Moltrasio ha definito Smart Working una home invasion atipica. Nel genere classico, chi subisce l’invasione se ne accorge e reagisce. Qui no: né i personaggi né, in qualche misura, lo spettatore percepiscono immediatamente la minaccia, perché il film costruisce attorno alla famiglia al centro della storia un mondo così ricco di dettagli e sottotrame da distrarre continuamente l’attenzione. È una scelta precisa, strutturata attorno a piani sequenza e a un cast corale che cresce progressivamente fino a saturare fisicamente lo spazio domestico.

Il film è girato quasi interamente in interni torinesi. Torino, che Capatonda ha descritto come una città «antica e moderna allo stesso tempo, a misura d’uomo», si presta bene all’atmosfera cercata: i quartieri borghesi del centro restituiscono un contesto credibile per il ceto che il film mette in scena.
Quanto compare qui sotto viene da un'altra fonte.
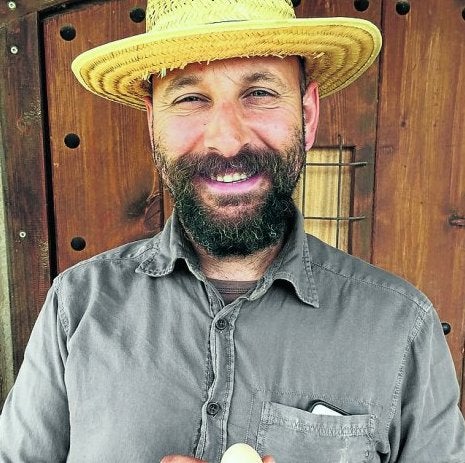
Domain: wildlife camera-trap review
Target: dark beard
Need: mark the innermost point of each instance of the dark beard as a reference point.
(246, 234)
Ed è proprio su quel ceto che Smart Working concentra parte del suo sguardo critico: un ambiente intellettuale convinto della propria superiorità culturale, che non si accorge di essersi rinchiuso volontariamente tra quattro mura, circondato dalle proprie ambizioni artistiche, sempre più lontano dal mondo reale.
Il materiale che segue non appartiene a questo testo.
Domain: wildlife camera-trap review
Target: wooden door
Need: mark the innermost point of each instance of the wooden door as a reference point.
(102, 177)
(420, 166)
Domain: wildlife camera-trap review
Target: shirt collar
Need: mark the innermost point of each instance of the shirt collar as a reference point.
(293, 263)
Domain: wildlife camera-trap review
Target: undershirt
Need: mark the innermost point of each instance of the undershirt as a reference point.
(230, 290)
È la seconda regia di Svevo Moltrasio dopo Gli ospiti, opera prima dal profilo più sperimentale. Smart Working è dichiaratamente più accessibile, più mainstream nel ritmo e nell’impianto narrativo, ma conserva quella lateralità di sguardo che caratterizza il cinema di Moltrasio: la capacità di usare una situazione comica e riconoscibile per dire qualcosa di più scomodo sul presente, senza offrire consolazioni facili.